Outdoor gear and apparel company Patagonia released a 12-minute film titled “A Northern Light” this week. It features beautiful footage of canoe country, thoughts about its intrinsic value, and arguments against allowing copper-nickel mines upstream of the Boundary Waters Canoe Area Wilderness.

Written and narrated by Nathaniel Riverhorse Nakadate, “A Northern Light” features his unique voice and perspective. A Texas-based fly-fishing ambassador for Patagonia, he is also an adventurer, environmentalist, musician, and writer.

“For me, it always been about water,” he says. “Intertwined and ever immersed into it at the hips, this is where life makes sense to me.”

Nakadate launched on the South Kawishiwi River, in the area where the proposed Twin Metals copper-nickel mine would be located. He paddled and portaged through the Gabbro Lakes, looped east, and then came back west to exit the wilderness at Farm Lake.

Filmed by Tony Czech, the video features stunning cinematography, including many shots of paddling in the dim light of dusk and dawn, as well as through fog that shrouds the wilderness. There is also a sequence of Nakadate paddling his canoe on Lake Superior past the Northshore Mining taconite plant in Silver Bay. While taconite and copper-nickel operations are different, the filmmakers wished to witness such a place.

Video capture: Viewing the Northshore Mining taconite plant in Silver Bay from Lake Superior.

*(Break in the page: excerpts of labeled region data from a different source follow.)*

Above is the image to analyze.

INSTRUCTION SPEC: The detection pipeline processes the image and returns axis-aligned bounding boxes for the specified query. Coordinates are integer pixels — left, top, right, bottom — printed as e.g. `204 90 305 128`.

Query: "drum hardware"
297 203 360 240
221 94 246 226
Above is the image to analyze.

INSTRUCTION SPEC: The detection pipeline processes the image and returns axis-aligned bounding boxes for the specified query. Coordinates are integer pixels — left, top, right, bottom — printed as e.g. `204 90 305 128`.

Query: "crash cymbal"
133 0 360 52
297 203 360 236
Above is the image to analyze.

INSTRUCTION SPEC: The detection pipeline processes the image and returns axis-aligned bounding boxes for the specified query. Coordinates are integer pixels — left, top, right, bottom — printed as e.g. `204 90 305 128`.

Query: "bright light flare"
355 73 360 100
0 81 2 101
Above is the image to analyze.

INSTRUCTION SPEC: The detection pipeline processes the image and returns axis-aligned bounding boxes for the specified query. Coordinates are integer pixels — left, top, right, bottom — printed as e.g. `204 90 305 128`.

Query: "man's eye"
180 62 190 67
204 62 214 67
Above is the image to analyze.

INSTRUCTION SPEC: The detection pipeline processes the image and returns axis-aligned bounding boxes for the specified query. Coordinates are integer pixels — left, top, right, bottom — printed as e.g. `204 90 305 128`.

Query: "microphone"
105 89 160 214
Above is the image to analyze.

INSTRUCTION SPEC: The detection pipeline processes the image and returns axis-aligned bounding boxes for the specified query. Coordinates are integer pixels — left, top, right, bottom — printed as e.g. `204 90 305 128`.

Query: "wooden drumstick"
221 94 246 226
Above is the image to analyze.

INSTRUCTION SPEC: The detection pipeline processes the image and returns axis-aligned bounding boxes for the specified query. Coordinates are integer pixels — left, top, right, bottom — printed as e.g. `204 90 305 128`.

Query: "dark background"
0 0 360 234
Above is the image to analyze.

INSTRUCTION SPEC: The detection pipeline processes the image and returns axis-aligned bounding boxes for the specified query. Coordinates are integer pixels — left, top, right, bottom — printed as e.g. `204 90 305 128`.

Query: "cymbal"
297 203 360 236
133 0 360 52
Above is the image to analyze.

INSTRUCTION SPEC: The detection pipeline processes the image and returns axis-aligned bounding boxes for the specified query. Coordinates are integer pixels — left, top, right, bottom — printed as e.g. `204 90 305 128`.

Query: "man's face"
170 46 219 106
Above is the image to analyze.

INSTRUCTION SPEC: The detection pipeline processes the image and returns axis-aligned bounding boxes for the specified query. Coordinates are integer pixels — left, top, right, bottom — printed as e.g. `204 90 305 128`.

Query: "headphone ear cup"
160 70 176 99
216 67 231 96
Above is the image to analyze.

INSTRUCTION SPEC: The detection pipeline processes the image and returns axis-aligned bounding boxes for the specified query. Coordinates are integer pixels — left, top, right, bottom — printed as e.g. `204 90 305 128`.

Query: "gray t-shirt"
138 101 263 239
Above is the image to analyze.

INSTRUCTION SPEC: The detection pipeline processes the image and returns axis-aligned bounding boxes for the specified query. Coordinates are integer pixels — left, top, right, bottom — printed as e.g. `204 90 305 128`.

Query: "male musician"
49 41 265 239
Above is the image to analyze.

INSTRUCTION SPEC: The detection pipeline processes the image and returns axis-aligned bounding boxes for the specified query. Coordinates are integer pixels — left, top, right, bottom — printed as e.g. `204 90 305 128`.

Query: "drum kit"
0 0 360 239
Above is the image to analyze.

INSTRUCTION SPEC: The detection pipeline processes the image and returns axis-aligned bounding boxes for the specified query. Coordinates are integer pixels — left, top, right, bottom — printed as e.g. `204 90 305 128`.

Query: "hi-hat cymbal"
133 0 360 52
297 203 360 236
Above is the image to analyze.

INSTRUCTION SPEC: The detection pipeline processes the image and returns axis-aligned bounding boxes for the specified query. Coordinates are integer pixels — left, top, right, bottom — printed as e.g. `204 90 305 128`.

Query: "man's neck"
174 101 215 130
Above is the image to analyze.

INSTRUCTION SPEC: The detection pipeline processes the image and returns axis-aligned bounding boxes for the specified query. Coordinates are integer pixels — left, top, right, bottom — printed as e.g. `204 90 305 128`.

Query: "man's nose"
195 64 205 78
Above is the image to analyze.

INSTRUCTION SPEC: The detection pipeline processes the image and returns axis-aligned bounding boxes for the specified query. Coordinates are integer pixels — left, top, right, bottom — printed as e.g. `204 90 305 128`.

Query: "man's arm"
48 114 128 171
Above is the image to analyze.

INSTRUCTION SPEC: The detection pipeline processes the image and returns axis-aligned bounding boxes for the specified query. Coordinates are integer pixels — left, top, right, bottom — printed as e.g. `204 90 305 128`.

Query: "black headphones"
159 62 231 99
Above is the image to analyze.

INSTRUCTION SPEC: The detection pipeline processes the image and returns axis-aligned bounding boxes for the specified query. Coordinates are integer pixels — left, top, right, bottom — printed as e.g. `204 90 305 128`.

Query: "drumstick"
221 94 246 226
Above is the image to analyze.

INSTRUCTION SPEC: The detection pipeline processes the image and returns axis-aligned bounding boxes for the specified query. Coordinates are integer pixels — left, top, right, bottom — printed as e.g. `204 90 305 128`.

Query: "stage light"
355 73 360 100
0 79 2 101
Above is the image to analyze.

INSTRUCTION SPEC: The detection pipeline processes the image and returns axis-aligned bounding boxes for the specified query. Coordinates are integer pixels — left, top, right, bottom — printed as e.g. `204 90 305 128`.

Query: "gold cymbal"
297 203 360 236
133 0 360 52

The production concludes with a call-to-action in partnership with Sportsmen for the BWCA, encouraging people to contact their members of Congress in support of the Boundary Waters Wilderness Protection and Pollution Prevention Act, introduced in January by Rep. Betty McCollum of Minnesota.

Patagonia has grown in recent decades to not only be a major outdoor brand, but also a vocal advocate for environmental protection. This video is part of their ongoing support of efforts to protect the Boundary Waters from mining pollution. More information about the project and photo gallery are on Patagonia’s website.

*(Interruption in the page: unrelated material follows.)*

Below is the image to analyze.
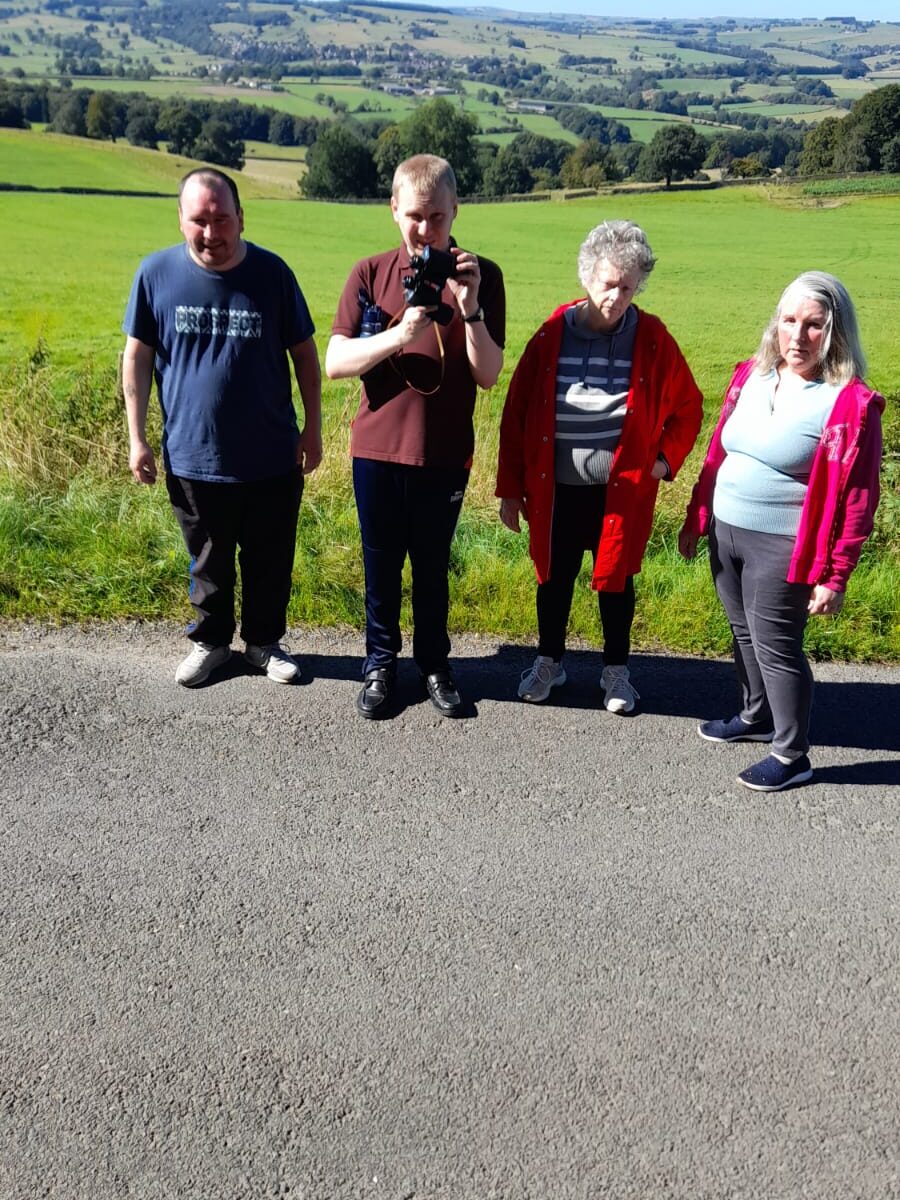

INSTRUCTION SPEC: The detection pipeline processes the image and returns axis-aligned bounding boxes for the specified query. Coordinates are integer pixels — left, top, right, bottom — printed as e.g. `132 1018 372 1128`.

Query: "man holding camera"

Nakadate makes his views about proposed mining in the wilderness watershed clear. “They have all failed. Every mine of this type in history,” he says. “Let’s shoot straight as an arrow here: This is not the place for it.”

Editor’s notes: Nakadate’s descriptions of the Boundary Waters and his personal relationship with it includes language that may be uncomfortable for some viewers. The use of drones is prohibited in the Boundary Waters Canoe Area Wilderness.